# Which AI Search Tools Actually Eliminate Zero-Result Pages for Ecommerce

> Most AI search tools claim to reduce zero-results. Few actually eliminate the dead-end page. Here's how Nobi, Algolia, Klevu, Constructor, and Searchspring stack up.

_Source: https://nobi.ai/blog/ai-search-tools-zero-results-ecommerce_

## Which AI search tools eliminate zero-result pages for ecommerce?

Most of the tools in this article still show empty results pages when a search has no matches. They use features like typo correction, smarter retries, merchandiser rules, and personalized recommendations to reduce or work around the empty page - but it still happens. Nobi takes a different approach: its AI-based semantic search always finds something relevant for any query, so the empty page never shows up. The trade-off: when nothing in your catalog truly matches, Nobi may show some products that aren't quite what the shopper had in mind.

- **Nobi** - AI-based semantic search returns relevant results for any query - even misspelled, vague, or unusual ones - so the empty results page never shows up. There's also a conversational assistant on the same screen for follow-up questions. From $25/mo base.
- [**Algolia**](https://algolia.com) - Default keyword search shows an empty page when nothing matches.

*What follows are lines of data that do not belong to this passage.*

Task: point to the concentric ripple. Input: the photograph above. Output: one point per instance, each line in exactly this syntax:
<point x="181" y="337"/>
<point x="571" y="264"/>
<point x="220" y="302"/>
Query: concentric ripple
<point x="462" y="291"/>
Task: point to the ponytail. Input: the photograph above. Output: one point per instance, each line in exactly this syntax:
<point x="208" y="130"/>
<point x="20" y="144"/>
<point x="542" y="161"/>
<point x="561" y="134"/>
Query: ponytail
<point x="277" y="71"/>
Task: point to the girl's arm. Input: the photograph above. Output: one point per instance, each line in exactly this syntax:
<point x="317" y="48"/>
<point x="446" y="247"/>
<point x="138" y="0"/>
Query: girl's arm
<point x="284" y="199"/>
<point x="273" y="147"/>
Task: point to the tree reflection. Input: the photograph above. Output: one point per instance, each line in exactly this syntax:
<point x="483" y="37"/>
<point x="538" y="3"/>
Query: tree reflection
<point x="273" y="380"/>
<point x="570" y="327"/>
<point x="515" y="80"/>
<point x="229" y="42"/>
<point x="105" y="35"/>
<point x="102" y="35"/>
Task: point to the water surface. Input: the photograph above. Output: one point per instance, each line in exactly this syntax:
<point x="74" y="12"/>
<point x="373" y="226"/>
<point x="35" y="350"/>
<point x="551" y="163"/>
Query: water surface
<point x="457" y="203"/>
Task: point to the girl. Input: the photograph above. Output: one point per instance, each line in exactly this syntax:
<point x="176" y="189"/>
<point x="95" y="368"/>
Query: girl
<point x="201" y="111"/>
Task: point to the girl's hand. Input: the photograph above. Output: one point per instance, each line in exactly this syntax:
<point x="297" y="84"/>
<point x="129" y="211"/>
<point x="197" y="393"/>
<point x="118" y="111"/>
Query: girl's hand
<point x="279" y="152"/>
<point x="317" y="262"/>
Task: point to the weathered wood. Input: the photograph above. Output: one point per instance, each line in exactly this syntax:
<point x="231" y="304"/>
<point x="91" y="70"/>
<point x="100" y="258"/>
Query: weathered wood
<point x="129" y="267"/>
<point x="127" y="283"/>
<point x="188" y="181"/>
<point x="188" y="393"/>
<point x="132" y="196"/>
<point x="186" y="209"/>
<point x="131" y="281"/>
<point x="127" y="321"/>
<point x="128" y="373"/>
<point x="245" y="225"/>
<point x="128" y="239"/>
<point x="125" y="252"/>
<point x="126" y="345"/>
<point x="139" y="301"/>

On higher tiers, NeuralSearch retries the search with smarter (AI-based) matching, and Query Suggestions / Recommend can fill the empty page - but your engineers have to wire it all together. $500-$5,000/mo on mid-sized stores.
- [**Klevu**](https://klevu.com) (now part of Athos Commerce alongside Searchspring) - AI matching plus a 'did you mean' feature reduces empty pages. Queries that still don't match show an empty page unless a merchandiser has set up a redirect to a category page or recommendation slot. From $249/mo on the Shopify App Store.
- [**Constructor**](https://constructor.io) - Rewrites the query first (fixing typos, rephrasing) to try to find matches. When that still doesn't work, the page fills with products picked from what the shopper clicked or viewed earlier in their session - so the page isn't blank, but the products shown aren't matches to what they actually searched for. No public list price; revenue-share, with mid-market deals typically starting $50K-$80K/year and scaling with sales volume.
- [**Searchspring**](https://searchspring.com) (now part of Athos Commerce alongside Klevu) - 'No Results' rules let merchandisers decide exactly what each empty query returns. But unusual queries that don't have a rule still show an empty page until a merchandiser writes one. $1,500-$3,500/mo for mid-market plans.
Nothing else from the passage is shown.